第3章 2. 青空の涙
シェラがちらりと周りを見ると、その場にいた全員がシェラの行動に青ざめていた。
大きすぎるヒソヒソ話で〝勇者〟だの〝命知らず〟だの言っているし、揃いも揃って〝物凄い顔〟をしている。
確かにフロイドの顔面を引っ叩くようにして黙らせたのは、我ながら命知らずな行動だと思う。後でフロイドに絞められないといいが。
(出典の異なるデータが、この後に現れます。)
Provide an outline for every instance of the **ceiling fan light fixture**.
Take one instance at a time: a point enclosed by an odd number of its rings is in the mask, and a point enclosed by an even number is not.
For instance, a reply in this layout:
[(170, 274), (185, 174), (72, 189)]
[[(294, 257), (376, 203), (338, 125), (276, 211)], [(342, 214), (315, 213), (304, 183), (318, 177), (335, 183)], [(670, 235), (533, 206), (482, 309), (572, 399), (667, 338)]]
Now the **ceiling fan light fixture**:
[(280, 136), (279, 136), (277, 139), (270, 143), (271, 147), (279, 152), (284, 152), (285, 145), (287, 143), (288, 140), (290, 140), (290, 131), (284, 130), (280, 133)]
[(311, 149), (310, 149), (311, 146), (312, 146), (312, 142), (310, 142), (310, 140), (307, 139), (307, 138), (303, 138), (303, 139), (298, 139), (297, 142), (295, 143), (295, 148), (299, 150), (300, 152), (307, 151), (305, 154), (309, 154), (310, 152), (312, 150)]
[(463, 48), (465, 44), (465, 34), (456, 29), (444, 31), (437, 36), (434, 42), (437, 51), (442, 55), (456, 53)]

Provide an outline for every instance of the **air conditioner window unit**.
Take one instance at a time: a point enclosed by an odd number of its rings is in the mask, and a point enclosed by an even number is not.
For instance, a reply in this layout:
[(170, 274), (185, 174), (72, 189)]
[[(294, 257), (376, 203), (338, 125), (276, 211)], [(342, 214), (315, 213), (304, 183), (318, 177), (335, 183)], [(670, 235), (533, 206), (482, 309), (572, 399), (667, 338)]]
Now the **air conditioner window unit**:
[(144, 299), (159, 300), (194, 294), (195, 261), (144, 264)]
「フロイド先輩は私が1回も箒で空を飛んだことが無いと知って、そんな私に空を飛ぶ感覚とコツを教えてくれました」
シェラはバルガスにそう主張した。
シェラに口を押えられたままのフロイドは、なにか言いたげに目をぱちぱちさせている。
『バルガス先生のメニューをきちんとこなしている最中にフロイド先輩に拉致され、挙句上空で手を離すと脅されました。だから私は被害者です』と主張することも出来たが、シェラはそうは言わなかった。
「ほう。そうか。それでお前は何を学べた?」
バルガスの怒りはまだ収まっていない。
シェラは小さく息を吐くと〝健気で生真面目な生徒〟の表情を作った。
フロイドに出来なくて、シェラに出来ること。それは――。
「初めて箒に乗ったのですが、想像以上にバランスを取るのが難しくて体幹を鍛える必要があると思いました。運動は得意な方と自負しておりましたが、それは私のとんだ思い上がりでした。箒のスピードや不安定さに負けない為にも、バルガス先生が仰るように筋肉を鍛えることは必要不可欠だというのを再確認しました」
筋肉について褒めたら、バルガスも悪い気はしないだろうと考えたシェラは、感想を筋肉に結びつけて饒舌に語った。
普段は口下手なくせによくもまあこんなにぺらぺらと言葉が出てくるな、とシェラは自分自身に感心してしまう。
だが、嘘は何一つ言っていない。かなり脚色はしたが。
これで少しは怒りを鎮めてくれるといいが。
そう期待しながらシェラはバルガスを見上げる。
すると、険しかったバルガスの表情がみるみる明るくなっていった。
「そうか!リンジーは筋肉の必要性を再確認出来たか!!それは有意義な時間だったな!!リーチ!お前もよくやった!!」
「痛っ!いてーんだけど!」
フロイドはシェラに筋肉の必要性を学ばせた、と解釈したバルガスは賞賛の意味を込めてフロイドの肩をばんばんと強めに叩いた。